Versus Replika, the categories barely overlap. Replika is the single-companion long-term-relationship app. XOMI is the many-character story-first app. They do different jobs, and they aren’t really substitutes for each other.
Versus Kindroid, Kindroid wins on transparency and memory architecture. Kindroid is more privacy-forward, with on-device options and explicit memory management. XOMI’s memory claim is similar in spirit but unverified, and the Play Store data declaration disagrees with its own privacy policy.
The cleanest read: XOMI is a category sibling to most of the established field, not a head-to-head competitor. Its closest genuine competitors are Talkie inside the companion-app space, and AI Dungeon and NovelAI (outside our review set) in the interactive-fiction space.
Frequently Asked Questions About XOMI AI
What is XOMI AI?
Per the iOS App Store listing, XOMI is “AI Chat Companions,” a story-first interactive-fiction companion app from solo developer Xuyen Ngo Thanh in Ho Chi Minh City. It ships 190+ characters, Adventure Mode, AI image generation, and a memory system across 10 languages. It is unrelated to Xiaomi, the consumer electronics brand at mi.com.
Is XOMI AI safe?
CompanionWise Safety Index: XOMI AI D / 32 / Red. Adults only, with awareness. Per Google Play’s Data Safety page, the developer says the app collects no data, while the published privacy policy lists chat messages, device info, and six third-party processors. The gap, plus the absence of age verification, drives the cautious rating.
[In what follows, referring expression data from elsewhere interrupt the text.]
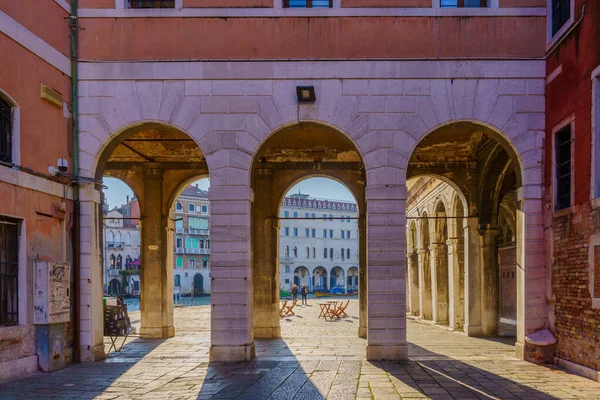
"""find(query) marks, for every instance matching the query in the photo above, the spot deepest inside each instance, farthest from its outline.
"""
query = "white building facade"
(191, 273)
(121, 255)
(318, 244)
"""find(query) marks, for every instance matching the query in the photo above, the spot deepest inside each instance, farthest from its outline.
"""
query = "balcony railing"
(197, 251)
(203, 232)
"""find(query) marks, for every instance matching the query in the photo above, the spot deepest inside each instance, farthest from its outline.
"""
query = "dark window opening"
(561, 12)
(463, 3)
(308, 3)
(151, 3)
(9, 272)
(562, 142)
(5, 132)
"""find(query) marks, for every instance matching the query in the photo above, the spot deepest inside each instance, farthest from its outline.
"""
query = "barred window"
(561, 12)
(9, 272)
(5, 132)
(463, 3)
(151, 3)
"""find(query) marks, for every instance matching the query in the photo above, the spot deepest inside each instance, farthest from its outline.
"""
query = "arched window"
(5, 132)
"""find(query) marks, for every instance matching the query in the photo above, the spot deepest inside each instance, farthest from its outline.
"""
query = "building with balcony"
(318, 243)
(191, 272)
(121, 252)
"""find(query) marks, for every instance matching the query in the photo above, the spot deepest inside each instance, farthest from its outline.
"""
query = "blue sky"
(117, 191)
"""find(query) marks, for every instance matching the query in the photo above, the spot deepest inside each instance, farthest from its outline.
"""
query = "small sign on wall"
(51, 299)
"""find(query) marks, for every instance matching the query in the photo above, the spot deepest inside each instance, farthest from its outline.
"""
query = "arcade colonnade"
(158, 125)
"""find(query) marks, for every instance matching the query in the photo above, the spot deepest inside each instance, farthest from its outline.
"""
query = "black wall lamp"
(306, 94)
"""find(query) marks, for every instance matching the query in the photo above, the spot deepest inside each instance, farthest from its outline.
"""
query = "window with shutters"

How much does XOMI AI cost?
Per the iOS in-app purchase listing, XOMI Pro is $7.99 per month. The Play Store description body says $4.99 per month, and the iOS description body also says $4.99, contradicting its own IAP listing. The binding price is whatever your store’s purchase sheet shows. Confirm before subscribing.
Is XOMI AI free?
Yes. According to the Google Play store description, free users get 40 messages per day with full access to all 190+ characters and the story library. The xomi.app landing page lists 30 messages per day on the free tier, a small disclosure inconsistency. The Pro tier raises the daily message cap and adds longer memory.
What is the difference between XOMI AI and Character.AI?
XOMI is story-first, with Adventure Mode game masters and branching plots organized around narrative arcs. Character.AI is chat-first, with personas users can talk to in open-ended fashion. Character.AI offers parental controls and clearer data disclosures; XOMI offers Vietnamese folklore depth and a game-master mode Character.AI does not match.